Doch zu hart sollte der Übergang nicht sein. “Der Arbeitsplatz könnte wie ein Fremdkörper im Raum wirken. Es ist möglich, dass sich das Kind emotional von dem Bereich distanziert”, erläutert er. Ein Regal eigne sich als funktionaler Raumteiler. Eine Verbindung schaffe dann eine Farbe ab der Wand des Lernplatzes, die auch in der bunten Tapete der Spielecke vorkomme.

Damit das Kind sich an seinem Lernplatz wohlfühlt, sollte es die Farbwahl der Wand mitbestimmen dürfen, rät Franke. Wünschenswert sei ein Lernplatz in Fenster-Nähe, doch das Kind sollte beim Hausaufgabenmachen nicht geblendet werden. Poster oder Bilder sind erlaubt, solange sie nicht zu sehr vom Lernen ablenken.

Der Schreibtisch selbst sollte nicht bunt, sondern neutral sein. “Wir Erwachsene gehen zum Arbeiten aus dem Haus und können das Private und Berufliche klar trennen”, sagte Franke. Bei Kindern hingegen – mit Spiel, Schlaf und Lernen in einem Raum – verschwinden so die Grenzen schnell. Der Innenarchitekt empfiehlt, für die Möbel natürliche Materialien und helle Farben zu kaufen.

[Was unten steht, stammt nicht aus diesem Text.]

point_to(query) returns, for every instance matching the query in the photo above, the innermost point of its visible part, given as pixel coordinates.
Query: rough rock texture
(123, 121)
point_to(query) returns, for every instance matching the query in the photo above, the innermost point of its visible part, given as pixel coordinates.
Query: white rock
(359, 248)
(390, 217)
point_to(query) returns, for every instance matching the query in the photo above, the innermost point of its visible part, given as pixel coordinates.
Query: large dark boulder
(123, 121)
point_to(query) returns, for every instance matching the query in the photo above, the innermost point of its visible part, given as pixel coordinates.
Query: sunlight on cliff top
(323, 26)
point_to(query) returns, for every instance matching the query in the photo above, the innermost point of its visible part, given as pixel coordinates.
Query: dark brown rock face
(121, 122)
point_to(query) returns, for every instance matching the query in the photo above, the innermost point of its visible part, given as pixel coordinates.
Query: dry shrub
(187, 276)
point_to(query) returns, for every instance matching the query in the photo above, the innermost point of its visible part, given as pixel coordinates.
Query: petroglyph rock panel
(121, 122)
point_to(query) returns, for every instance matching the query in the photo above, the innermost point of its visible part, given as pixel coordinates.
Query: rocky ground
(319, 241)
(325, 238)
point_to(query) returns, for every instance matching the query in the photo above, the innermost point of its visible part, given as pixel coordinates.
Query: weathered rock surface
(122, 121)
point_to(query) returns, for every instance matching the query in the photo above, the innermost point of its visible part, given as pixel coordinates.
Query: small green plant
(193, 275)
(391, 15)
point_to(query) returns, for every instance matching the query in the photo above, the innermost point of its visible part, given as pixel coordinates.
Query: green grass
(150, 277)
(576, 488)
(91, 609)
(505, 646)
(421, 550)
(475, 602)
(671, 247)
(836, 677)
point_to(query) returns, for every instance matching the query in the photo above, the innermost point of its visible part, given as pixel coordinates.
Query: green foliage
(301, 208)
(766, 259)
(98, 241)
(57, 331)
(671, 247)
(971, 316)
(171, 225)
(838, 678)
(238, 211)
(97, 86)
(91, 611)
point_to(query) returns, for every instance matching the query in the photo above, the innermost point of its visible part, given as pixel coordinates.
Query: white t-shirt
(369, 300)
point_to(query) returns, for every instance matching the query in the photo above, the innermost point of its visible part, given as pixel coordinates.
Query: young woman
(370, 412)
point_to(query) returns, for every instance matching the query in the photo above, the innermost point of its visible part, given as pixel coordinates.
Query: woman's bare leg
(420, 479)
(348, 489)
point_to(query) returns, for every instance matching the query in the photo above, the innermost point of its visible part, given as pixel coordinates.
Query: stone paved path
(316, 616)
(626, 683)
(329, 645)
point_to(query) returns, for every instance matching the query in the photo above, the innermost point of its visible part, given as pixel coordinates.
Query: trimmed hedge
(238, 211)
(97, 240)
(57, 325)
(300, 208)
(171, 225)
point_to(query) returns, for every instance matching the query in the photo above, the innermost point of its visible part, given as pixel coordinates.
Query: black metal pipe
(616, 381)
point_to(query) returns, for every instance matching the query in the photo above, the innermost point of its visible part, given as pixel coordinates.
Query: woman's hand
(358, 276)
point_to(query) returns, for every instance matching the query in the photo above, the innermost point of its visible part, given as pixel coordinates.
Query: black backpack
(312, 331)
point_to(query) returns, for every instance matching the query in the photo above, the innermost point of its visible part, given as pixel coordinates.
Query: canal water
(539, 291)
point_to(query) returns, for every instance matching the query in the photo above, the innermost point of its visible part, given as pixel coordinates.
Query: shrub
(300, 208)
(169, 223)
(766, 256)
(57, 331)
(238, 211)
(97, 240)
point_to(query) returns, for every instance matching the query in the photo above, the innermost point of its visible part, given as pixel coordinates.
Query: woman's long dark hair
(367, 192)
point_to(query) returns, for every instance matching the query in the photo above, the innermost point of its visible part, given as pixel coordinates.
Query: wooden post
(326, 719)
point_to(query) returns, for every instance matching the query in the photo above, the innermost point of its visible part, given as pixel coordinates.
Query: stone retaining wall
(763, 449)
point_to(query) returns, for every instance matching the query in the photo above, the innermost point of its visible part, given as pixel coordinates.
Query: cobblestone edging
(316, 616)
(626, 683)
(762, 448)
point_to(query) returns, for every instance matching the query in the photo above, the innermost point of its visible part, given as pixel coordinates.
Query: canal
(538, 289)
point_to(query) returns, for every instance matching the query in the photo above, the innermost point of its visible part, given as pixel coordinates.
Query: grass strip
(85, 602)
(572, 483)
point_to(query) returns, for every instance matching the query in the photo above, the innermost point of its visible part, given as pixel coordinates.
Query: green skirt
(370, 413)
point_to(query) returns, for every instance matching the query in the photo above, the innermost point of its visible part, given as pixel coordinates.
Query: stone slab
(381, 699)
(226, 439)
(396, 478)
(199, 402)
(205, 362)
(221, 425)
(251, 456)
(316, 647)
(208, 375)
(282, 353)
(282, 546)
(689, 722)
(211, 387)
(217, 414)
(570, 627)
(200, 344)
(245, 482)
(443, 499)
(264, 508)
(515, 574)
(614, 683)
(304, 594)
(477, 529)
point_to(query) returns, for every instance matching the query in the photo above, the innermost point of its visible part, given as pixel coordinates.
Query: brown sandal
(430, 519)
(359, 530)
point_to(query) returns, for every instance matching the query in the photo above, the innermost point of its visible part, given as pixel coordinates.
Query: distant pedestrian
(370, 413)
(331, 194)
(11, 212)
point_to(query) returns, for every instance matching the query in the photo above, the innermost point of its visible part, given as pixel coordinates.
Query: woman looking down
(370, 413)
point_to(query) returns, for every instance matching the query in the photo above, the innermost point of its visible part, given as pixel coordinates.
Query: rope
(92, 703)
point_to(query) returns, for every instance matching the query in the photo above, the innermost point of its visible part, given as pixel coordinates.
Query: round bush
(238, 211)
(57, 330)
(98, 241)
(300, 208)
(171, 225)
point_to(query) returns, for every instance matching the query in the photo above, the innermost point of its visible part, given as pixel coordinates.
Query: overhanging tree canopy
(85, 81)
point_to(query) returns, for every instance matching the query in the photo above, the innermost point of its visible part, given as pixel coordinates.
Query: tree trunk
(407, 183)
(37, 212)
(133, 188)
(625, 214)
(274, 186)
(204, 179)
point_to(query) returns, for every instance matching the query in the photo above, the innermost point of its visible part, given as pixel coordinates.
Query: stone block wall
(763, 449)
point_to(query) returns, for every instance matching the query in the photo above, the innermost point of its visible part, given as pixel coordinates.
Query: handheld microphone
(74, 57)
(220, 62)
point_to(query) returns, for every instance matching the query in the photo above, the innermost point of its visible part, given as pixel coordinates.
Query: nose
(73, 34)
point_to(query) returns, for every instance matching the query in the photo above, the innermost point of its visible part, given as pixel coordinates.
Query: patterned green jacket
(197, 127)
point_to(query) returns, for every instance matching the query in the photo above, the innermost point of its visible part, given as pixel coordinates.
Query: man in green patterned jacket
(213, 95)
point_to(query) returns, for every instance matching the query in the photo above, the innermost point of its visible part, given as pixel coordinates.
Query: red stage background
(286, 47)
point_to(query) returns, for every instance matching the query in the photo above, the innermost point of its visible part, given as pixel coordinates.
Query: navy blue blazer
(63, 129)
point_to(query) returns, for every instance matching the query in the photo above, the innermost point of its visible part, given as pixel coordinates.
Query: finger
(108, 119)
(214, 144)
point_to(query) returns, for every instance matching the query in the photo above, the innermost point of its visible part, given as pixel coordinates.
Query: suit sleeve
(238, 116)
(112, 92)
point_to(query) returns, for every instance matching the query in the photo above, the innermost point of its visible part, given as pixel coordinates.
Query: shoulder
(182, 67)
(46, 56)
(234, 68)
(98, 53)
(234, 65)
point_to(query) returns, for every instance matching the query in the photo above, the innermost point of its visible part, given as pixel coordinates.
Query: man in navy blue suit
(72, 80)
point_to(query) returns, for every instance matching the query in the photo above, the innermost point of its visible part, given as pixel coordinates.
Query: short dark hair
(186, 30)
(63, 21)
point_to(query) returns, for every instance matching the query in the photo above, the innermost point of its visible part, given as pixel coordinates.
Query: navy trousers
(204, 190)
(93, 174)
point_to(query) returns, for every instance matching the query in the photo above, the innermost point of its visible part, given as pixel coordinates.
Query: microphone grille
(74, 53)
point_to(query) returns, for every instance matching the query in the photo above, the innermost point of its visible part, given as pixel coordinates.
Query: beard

Der Schreibtisch sollte nicht nur genügend Platz für eine Lampe und Arbeitsmaterialien bieten, sondern auch zum Ausbreiten beim Lernen. Ideal ist ein verstellbarer Stuhl: “Der ist nicht gerade preisgünstig, jedoch eine sinnvolle Anschaffung für mehrere Jahre”, sagte Franke.

Neben einem Regal sollte es ein Schubladensystem oder einen Rollcontainer geben, rät der Experte. “Wenn eine gewisse Ordnung geschaffen ist, kann man sich besser sortieren, organisieren und auf einzelne Aufgaben besser konzentrieren.” Grundsätzlich sollten die Eltern und das Kind sich Zeit für die Einrichtung nehmen: “Man muss davon ausgehen, dass ein Kind einen Großteil seiner Zeit in diesem Zimmer auch zum Arbeiten verbringt.”